I moved this question from my answer on this link. From Castano-Martinez and Lopez-Blazquez(2005), They explained pdf of sum of noncentral Chi-square on equation 3.2, that is:
$f(y)= \frac{e^{-\frac{y}{2\beta}}}{(2\beta)^{v/2}} \frac{y^{v/2-1}}{\Gamma(v/2)} \sum_{k\geq 0}{\frac{k! c_k}{(v/2)_k}}L_k^{v/2-1}(\frac{vy}{4\beta \mu_0}), \forall \mu_0 > 0$
They actually explain all of symbols here. But I still don't understand about what symbol $\beta$ is. I thought it was arbitrary. However, when I tried this in algorithm, the results are different significantly, depend on value of $\beta$. I also got the wrong result, and I think it has something to do with $\beta$ value.

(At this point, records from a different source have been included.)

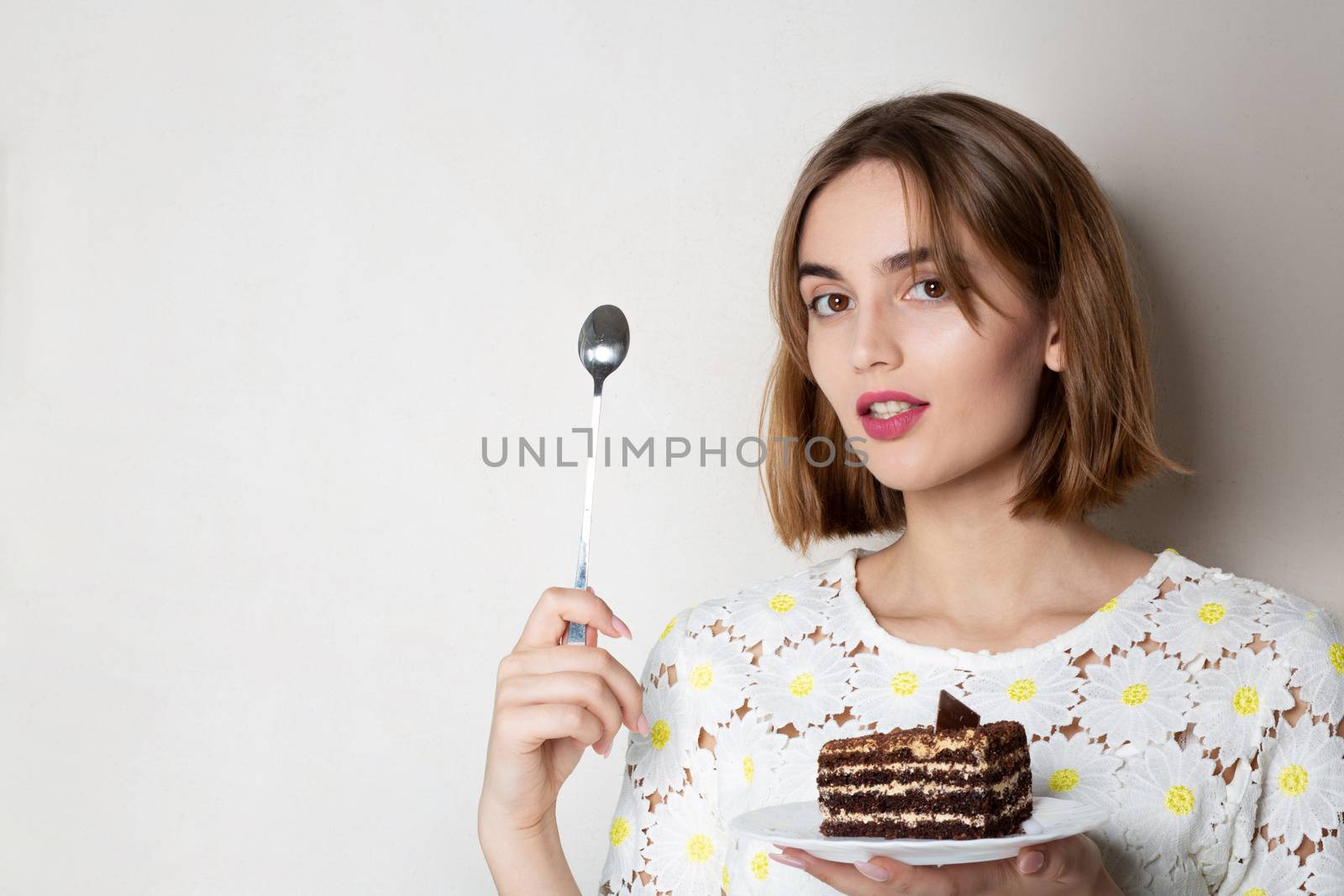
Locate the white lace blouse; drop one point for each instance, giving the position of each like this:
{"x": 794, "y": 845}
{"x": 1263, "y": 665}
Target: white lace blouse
{"x": 1200, "y": 707}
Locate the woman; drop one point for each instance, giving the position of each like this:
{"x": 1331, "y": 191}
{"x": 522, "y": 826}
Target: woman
{"x": 951, "y": 286}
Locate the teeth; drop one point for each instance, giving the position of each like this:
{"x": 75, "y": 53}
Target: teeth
{"x": 886, "y": 410}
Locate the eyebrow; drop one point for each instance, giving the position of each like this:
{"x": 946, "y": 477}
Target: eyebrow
{"x": 889, "y": 265}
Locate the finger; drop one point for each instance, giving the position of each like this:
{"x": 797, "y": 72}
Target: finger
{"x": 582, "y": 658}
{"x": 526, "y": 728}
{"x": 557, "y": 607}
{"x": 937, "y": 880}
{"x": 842, "y": 876}
{"x": 580, "y": 688}
{"x": 1068, "y": 860}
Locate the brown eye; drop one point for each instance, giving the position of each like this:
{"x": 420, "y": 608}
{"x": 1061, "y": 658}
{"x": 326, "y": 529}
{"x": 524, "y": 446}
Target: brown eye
{"x": 933, "y": 288}
{"x": 830, "y": 304}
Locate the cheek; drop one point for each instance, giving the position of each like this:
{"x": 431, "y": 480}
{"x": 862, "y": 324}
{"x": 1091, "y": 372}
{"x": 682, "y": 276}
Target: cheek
{"x": 1000, "y": 389}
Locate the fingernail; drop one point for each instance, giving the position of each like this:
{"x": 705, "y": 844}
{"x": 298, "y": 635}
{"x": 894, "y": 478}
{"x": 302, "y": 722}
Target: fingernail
{"x": 873, "y": 872}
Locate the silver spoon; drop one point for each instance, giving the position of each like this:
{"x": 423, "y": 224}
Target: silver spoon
{"x": 604, "y": 340}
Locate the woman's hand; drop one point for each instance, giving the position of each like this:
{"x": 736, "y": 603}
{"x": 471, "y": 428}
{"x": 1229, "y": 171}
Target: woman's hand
{"x": 1068, "y": 867}
{"x": 553, "y": 700}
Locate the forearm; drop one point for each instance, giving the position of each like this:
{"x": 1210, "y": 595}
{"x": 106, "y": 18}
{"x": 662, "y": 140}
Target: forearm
{"x": 530, "y": 862}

I put additional details on it. I realized I did not put enough info in my question. Hopefully it can help:
The equation above is density function (PDF), expanded using Laguerre expansion of linear combination of non-central Chi-square RV. $v$ is the degree of freedom of each RV, actually I only need degree of freedom=1 in my case.
$L_k^{v/2-1}(\frac{vy}{4\beta \mu_0})$ is Laguerre polynomial.
The non-centrality factor and the weighting factor of linear combination are covered in $c_k$
$c_k$s can be expressed by:
$c_0 = (\frac{v}{2\mu_0})^{v/2} \exp{(-0.5*\sum_{i=1}^n{\frac{\delta_i \alpha_i (p-\mu_0)}{\beta \mu_0 + \alpha_i(p-\mu_0)})}} \prod_{i=1}^n{(1+\frac{\alpha_i}{\beta}(p/\mu_0-1))^{-v_i/2}}$
$c_k = \frac{1}{k} \sum_{j=0}^{k-1}c_j d_{k-j}, k \geq 1$
with $d_j$:
$d_j = \frac{-j \beta p}{2 \mu_0} \sum_{i=1}^n ({\delta_i \alpha_i (\beta -\alpha_i)^{j-1}(\frac{\mu_0}{(\beta \mu_0 + \alpha_i (p-\mu_0)) })^{j+1}} + \frac{v_i}{2}(\frac{1-\alpha_i/\beta}{1+(\alpha_i/\beta)(p/\mu_0-1)}))^j$
with $v_i$ degree of freedom of i-th RV, $\delta_i$ noncentrality, $\alpha_i$ weighting factor of linear combination, $v = \sum_{i=1}^{n}{v_i}$, $p=v/2$, and $\mu_0>0$ (arbitrary number, but influential in algorithm speed).
That's all I can only refer from the paper. Just let me know should you demand more information.